Muslims in Canada Express Solidarity With Indigenous People
TORONTO (Dispatches) – “All of us should feel the pain of the Indigenous community here … because we have seen what imperialism does to our countries back home,” Aarij Anwer, Imam of the London Muslim Mosque in Ontario, said during Friday’s prayer, livestreamed on social media.
On Friday, Anwer was one of 75 Imams across Canada who offered condolences and expressed solidarity with Indigenous people following the discoveries of unmarked graves, now totaling more than 1,000, at forced-assimilation institutions known as residential schools.

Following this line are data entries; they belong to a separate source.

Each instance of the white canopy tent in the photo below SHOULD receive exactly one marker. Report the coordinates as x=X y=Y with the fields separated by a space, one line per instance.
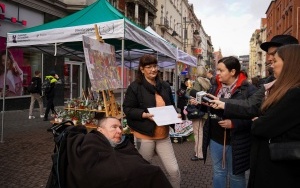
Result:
x=114 y=28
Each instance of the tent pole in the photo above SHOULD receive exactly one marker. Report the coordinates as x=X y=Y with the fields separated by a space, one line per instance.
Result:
x=122 y=77
x=3 y=93
x=176 y=83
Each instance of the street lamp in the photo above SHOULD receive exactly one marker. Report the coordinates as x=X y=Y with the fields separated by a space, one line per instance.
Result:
x=185 y=37
x=297 y=35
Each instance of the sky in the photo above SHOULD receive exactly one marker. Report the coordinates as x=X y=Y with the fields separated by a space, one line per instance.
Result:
x=230 y=23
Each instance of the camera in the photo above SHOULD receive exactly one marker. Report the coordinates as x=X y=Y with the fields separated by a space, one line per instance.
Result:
x=201 y=96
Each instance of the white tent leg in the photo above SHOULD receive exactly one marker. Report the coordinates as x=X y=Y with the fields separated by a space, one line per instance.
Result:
x=3 y=99
x=122 y=77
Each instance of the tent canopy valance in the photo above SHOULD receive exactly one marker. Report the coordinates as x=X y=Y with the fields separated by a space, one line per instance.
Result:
x=112 y=26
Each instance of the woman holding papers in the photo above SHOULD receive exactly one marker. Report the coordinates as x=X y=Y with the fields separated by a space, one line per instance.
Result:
x=149 y=91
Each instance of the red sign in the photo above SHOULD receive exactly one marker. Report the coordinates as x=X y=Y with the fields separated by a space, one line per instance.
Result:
x=197 y=51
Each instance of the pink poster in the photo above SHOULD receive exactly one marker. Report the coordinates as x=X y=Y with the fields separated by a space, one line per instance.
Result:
x=14 y=75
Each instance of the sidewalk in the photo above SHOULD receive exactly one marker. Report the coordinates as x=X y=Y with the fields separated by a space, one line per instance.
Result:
x=25 y=155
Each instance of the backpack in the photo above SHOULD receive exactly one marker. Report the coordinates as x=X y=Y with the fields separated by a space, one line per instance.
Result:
x=46 y=86
x=57 y=176
x=33 y=88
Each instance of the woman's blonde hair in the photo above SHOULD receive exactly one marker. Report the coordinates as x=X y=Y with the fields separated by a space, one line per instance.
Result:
x=289 y=77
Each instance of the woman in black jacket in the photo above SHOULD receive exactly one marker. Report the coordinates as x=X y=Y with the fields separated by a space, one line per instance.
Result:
x=148 y=91
x=279 y=121
x=229 y=139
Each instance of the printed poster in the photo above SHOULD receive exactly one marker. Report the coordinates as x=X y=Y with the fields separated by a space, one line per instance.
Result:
x=101 y=65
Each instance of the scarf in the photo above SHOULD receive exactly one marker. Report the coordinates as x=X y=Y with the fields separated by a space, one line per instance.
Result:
x=226 y=91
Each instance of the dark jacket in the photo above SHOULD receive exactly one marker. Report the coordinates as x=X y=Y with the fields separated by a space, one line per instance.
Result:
x=281 y=119
x=38 y=89
x=239 y=137
x=182 y=98
x=138 y=98
x=94 y=163
x=50 y=92
x=248 y=108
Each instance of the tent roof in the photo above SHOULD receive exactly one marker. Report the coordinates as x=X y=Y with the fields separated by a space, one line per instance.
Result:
x=112 y=25
x=100 y=11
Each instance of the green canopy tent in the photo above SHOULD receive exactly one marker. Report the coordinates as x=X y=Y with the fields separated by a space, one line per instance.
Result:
x=64 y=36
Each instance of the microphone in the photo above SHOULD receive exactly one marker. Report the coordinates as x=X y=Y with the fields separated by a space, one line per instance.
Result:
x=193 y=93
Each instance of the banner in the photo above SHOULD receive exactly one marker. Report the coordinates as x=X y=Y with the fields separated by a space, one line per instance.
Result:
x=110 y=29
x=101 y=65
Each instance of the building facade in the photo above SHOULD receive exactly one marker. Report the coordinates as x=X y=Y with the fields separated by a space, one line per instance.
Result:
x=283 y=17
x=174 y=20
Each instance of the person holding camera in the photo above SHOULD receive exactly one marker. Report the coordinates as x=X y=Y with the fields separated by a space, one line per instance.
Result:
x=229 y=139
x=201 y=83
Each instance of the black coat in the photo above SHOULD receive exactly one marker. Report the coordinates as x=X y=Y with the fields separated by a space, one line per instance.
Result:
x=283 y=120
x=94 y=163
x=38 y=89
x=240 y=136
x=247 y=108
x=138 y=98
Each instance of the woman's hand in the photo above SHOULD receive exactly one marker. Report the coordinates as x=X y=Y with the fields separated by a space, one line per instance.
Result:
x=193 y=101
x=216 y=104
x=226 y=123
x=147 y=116
x=179 y=116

The Canadian Council of Imams and Justice For All Canada led the coordinated effort to raise awareness. In a statement, the Imams wrote, “The discovery of hundreds-upon-hundreds of graves of innocent children — stolen from their families, abused, tortured and starved in the name of European imperialism — has left us numb with pain and shame.”
During prayer, Anwer called upon his fellow Muslims to show solidarity with Indigenous people, sharing the story of his grandfather fleeing Delhi after the 1947 British-sanctioned partition of India and Pakistan.

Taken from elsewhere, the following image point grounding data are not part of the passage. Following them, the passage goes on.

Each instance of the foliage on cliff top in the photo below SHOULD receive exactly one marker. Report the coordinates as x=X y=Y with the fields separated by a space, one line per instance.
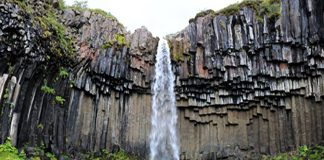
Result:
x=303 y=152
x=8 y=151
x=104 y=154
x=82 y=5
x=118 y=39
x=270 y=8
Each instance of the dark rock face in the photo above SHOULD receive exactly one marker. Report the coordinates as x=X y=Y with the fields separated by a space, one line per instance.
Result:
x=106 y=94
x=246 y=87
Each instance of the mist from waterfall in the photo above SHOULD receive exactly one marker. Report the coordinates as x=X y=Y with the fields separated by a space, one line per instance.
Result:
x=163 y=136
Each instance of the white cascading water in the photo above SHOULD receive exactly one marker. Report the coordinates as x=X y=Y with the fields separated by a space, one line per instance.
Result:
x=163 y=136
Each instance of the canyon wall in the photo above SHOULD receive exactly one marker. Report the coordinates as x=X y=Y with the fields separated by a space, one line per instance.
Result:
x=244 y=86
x=98 y=98
x=247 y=86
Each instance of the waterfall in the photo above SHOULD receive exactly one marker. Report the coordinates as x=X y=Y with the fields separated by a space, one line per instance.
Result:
x=163 y=136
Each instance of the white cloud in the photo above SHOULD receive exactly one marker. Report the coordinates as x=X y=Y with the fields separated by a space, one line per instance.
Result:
x=161 y=17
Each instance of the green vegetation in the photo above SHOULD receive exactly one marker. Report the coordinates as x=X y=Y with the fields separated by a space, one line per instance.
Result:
x=302 y=153
x=63 y=73
x=23 y=5
x=271 y=8
x=46 y=89
x=40 y=126
x=103 y=13
x=176 y=51
x=104 y=154
x=6 y=94
x=118 y=39
x=10 y=152
x=61 y=5
x=59 y=100
x=83 y=6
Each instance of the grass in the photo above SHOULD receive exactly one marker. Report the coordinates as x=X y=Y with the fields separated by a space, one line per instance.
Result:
x=59 y=100
x=303 y=153
x=10 y=152
x=271 y=8
x=46 y=89
x=119 y=40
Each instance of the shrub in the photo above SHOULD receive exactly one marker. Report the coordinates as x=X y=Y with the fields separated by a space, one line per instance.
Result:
x=8 y=151
x=63 y=73
x=82 y=4
x=60 y=100
x=46 y=89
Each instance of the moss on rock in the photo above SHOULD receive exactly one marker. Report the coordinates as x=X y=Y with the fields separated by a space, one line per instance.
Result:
x=269 y=8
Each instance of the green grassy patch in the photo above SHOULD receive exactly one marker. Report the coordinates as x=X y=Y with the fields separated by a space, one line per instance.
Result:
x=10 y=152
x=303 y=153
x=119 y=40
x=271 y=8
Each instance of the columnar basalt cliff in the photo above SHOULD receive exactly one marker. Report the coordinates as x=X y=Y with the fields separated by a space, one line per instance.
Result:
x=246 y=84
x=96 y=98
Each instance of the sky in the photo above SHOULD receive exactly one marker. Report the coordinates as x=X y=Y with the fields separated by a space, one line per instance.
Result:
x=161 y=17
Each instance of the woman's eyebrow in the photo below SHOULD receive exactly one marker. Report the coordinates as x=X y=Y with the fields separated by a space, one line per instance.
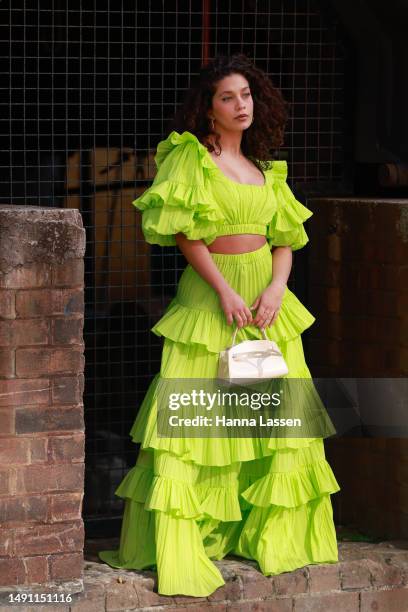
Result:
x=229 y=91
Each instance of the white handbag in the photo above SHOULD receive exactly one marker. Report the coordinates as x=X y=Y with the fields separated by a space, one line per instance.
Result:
x=251 y=360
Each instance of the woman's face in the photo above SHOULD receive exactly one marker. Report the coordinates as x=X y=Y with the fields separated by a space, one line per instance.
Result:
x=231 y=99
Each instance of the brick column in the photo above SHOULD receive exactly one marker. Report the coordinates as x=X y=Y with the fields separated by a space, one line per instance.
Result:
x=358 y=280
x=41 y=387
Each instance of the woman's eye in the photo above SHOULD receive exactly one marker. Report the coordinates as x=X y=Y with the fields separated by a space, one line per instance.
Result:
x=229 y=97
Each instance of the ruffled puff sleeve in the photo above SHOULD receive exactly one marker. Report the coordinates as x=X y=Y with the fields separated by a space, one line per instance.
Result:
x=286 y=227
x=178 y=199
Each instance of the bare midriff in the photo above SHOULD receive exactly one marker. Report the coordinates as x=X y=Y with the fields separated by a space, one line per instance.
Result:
x=238 y=243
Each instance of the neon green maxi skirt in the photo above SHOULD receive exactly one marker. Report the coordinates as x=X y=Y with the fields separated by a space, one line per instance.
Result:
x=189 y=501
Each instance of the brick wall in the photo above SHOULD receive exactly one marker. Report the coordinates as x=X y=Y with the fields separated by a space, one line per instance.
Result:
x=358 y=291
x=41 y=387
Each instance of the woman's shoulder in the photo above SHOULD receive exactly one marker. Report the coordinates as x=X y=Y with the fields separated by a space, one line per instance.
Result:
x=181 y=145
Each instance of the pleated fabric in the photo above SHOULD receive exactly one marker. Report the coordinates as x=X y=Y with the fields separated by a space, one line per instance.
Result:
x=189 y=501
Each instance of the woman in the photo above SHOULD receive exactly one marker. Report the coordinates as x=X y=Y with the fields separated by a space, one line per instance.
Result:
x=219 y=198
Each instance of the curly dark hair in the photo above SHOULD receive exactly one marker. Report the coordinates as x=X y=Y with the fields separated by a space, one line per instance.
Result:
x=271 y=110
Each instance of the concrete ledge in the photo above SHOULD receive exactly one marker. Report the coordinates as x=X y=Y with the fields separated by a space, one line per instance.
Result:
x=367 y=577
x=34 y=234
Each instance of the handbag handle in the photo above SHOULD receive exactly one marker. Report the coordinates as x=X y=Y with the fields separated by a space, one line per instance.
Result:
x=234 y=335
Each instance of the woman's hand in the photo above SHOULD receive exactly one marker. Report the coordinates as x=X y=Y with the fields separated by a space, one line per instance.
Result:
x=234 y=307
x=268 y=305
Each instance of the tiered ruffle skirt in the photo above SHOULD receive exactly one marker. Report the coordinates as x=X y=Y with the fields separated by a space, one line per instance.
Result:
x=189 y=501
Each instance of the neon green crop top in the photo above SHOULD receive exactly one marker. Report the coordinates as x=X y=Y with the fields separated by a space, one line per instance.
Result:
x=190 y=194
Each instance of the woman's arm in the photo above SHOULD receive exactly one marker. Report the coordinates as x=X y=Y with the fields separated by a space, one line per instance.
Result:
x=197 y=254
x=281 y=266
x=268 y=303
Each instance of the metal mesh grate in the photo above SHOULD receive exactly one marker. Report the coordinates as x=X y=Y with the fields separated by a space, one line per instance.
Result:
x=91 y=87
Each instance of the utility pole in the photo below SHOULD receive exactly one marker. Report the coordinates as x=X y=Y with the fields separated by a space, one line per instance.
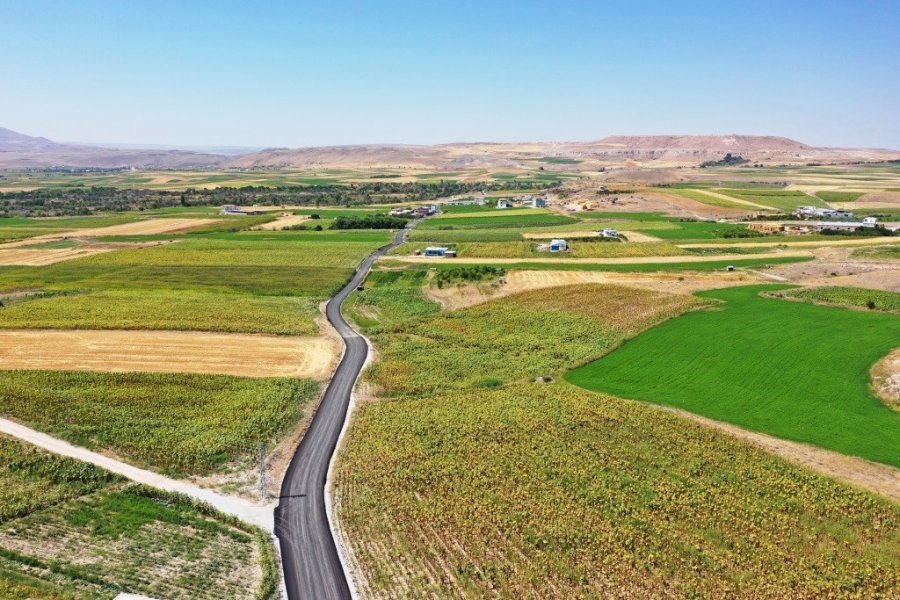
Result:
x=68 y=402
x=262 y=471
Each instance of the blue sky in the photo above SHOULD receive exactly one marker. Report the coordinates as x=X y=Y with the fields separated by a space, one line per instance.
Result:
x=315 y=73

“All of you have similar stories, I can guarantee you that,” he said. “So if any community should feel the pain of imperialism and colonialism and brutal murder, it should be us. And that’s why our sympathies for the Indigenous should be even more, our support for them should be even more, because we know what that feels like.”
From the late 1800s until 1996, Canada forcibly removed 150,000 Indigenous children from their homes and kept them in institutions run by church staff, who cut their long hair, and forbade them from speaking their languages or practicing their cultures. Many were physically and sexually abused. They were tortured in an electric chair, starved, and put through nutritional experiments.
‘Putting Band-Aids on
Old Wounds’
Retired UN independent expert Alfred-Maurice de Zayas says amid heated discussions about atrocities against aboriginal children in Canada, nothing has yet been done for the genuine rehabilitation of the discriminated-against indigenous peoples of North America.
“The outrage at the residential schools is justified, but this is too little too late,” says the retired UN Independent Expert on the Promotion of a Democratic and Equitable International Order. “It is like putting band-aids on old wounds, wounds that have not healed.”
Following the gruesome discoveries in May and June, a number of Catholic and Anglican churches were vandalized or set on fire across the country on Canada Day (1 July). The crowd of protesters toppled the monuments of Queen Victoria and Queen Elizabeth II in Winnipeg.
“Personally, I believe that removing statutes is only a symbolic act which does not provide any reparation or rehabilitation to the victims... It is the duty of U.S. and Canadian authorities today to apologize for the crimes and to take concrete measures to restore the indigenous to their human dignity” de Zayas notes.
The residential schools are but the last chapter in the four-century long process of deliberate destruction of indigenous cultures, according to the former UN expert.
“The abuses at the residential schools deserve national and international investigation, but in the context of much larger crimes, they constitute a marginal phenomenon,” de Zayas notes.